Este es un asunto peliagudo. El Observatorio Nacional de Valoración Integral de Personas Mayores ha detectado en un reciente estudio que el 50% de los mayores que ingresan en un hospital y en torno al 25% de los que ingresan en una residencia, presentan síntomas de desnutrición. En la mayoría de las ocasiones es moderada, pero es un tema al que se le debe prestar atención.
Muchas veces, el mayor ingresa en la residencia después de vivir en su casa. Con frecuencia, solo o con asistencia puntual. El hecho de que vivan solos hace que muchas veces descuiden su alimentación. Que no cocinen o coman, como lo hacían antes, puesto que para ellos solos no se van a esforzar tanto en la cocina, o porque, según ellos, no tienen hambre.
Por otro lado, las necesidades nutricionales de una persona mayor no son las mismas que las de un adulto de mediana edad. Hay aspectos como la recalcificación de los huesos o la reducción de los índices de colesterol, que requieren una alimentación específica, y a la que no atienden movidos, tal vez, por la inercia.
La dieta que el residente tome en el centro en el que está internado debe atender a sus necesidades nutricionales. Debe ser una dieta equilibrada y adaptada a sus condiciones de salud. Atendiendo a posibles alergias o intolerancias alimentarias que pudiera presentar.
En este sentido, siempre es preferible contratar residencias de mayores que tengan cocina propia y que la comida se cocine en el centro, a aquellas que tengan contratado un servicio de catering externo. Se supone que la comida es más casera.
El precio.
Por supuesto, el precio de la residencia debemos tenerlo en cuenta, pero, como vemos, lo colocamos en el último puesto.
Ingresar a nuestro familiar en la residencia va a suponer un esfuerzo económico para la familia. Con frecuencia, el precio de la residencia excede la cuantía de la pensión de jubilación. Pero debemos afrontarlo. Él se encargó de nosotros cuando lo necesitamos.

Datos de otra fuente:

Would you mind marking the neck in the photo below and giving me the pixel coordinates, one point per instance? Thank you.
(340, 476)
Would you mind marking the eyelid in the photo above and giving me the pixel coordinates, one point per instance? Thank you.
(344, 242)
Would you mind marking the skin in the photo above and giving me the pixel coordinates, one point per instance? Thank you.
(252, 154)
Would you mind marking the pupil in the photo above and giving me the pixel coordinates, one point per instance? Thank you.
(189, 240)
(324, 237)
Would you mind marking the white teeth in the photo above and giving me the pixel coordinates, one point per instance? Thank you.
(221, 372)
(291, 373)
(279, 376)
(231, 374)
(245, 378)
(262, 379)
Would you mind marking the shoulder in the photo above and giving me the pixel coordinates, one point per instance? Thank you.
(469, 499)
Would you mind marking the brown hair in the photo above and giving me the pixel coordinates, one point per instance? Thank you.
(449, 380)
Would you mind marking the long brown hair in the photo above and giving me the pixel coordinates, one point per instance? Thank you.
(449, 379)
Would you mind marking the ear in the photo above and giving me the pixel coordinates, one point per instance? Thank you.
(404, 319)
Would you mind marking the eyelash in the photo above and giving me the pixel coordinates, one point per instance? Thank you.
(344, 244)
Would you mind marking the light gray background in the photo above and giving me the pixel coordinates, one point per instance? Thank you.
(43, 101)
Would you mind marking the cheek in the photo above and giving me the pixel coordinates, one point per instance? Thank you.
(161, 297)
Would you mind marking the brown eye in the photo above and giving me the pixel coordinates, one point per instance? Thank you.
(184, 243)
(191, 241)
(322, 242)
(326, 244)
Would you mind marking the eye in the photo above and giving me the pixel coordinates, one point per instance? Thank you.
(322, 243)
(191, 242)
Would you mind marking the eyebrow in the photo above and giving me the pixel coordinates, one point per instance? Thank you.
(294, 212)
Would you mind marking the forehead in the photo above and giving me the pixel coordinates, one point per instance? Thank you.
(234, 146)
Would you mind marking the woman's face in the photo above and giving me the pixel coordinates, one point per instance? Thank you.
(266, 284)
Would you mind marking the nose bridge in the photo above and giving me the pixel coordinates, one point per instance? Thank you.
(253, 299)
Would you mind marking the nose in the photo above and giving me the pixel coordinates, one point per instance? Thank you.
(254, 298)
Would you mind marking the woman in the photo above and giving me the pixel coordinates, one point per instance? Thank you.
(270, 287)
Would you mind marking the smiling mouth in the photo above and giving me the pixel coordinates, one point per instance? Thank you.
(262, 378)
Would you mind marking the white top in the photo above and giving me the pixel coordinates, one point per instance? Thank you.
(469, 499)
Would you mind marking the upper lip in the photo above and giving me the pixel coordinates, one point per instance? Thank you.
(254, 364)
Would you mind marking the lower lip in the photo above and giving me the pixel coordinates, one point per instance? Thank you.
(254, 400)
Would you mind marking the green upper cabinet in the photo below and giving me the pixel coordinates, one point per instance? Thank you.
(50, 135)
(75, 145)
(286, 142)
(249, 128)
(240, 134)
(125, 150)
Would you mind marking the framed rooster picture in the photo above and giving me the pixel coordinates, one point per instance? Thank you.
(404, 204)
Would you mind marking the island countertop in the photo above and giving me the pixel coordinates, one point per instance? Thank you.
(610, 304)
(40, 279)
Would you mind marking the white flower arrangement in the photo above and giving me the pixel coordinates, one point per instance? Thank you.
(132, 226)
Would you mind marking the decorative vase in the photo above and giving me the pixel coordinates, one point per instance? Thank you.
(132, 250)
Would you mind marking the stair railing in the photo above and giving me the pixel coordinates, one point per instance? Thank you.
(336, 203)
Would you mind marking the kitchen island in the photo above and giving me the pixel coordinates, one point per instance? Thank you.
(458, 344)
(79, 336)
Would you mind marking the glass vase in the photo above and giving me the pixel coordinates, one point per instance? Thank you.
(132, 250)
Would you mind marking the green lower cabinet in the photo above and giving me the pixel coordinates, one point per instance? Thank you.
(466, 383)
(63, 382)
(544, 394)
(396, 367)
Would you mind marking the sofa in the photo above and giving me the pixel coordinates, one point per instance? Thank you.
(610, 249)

Más que atender al coste del servicio en sí, debemos valorar la relación entre calidad y precio, evaluando todos los criterios que hemos visto antes. Y recurriendo a comparar varias residencias entre sí.
Debemos saber que contamos con ayudas públicas para sufragar parte del coste de una residencia. De la gestión de estas ayudas se encargan las comunidades autónomas y está asociado a la atención a la dependencia.
El Instituto Murciano de Acción Social, dependiente de la Comunidad Autónoma de la Región de Murcia, señala que en esta comunidad estas ayudas se otorgan a beneficiarios que ingresen en una residencia privada, no pública ni concertada, y están asociadas a su nivel de discapacidad.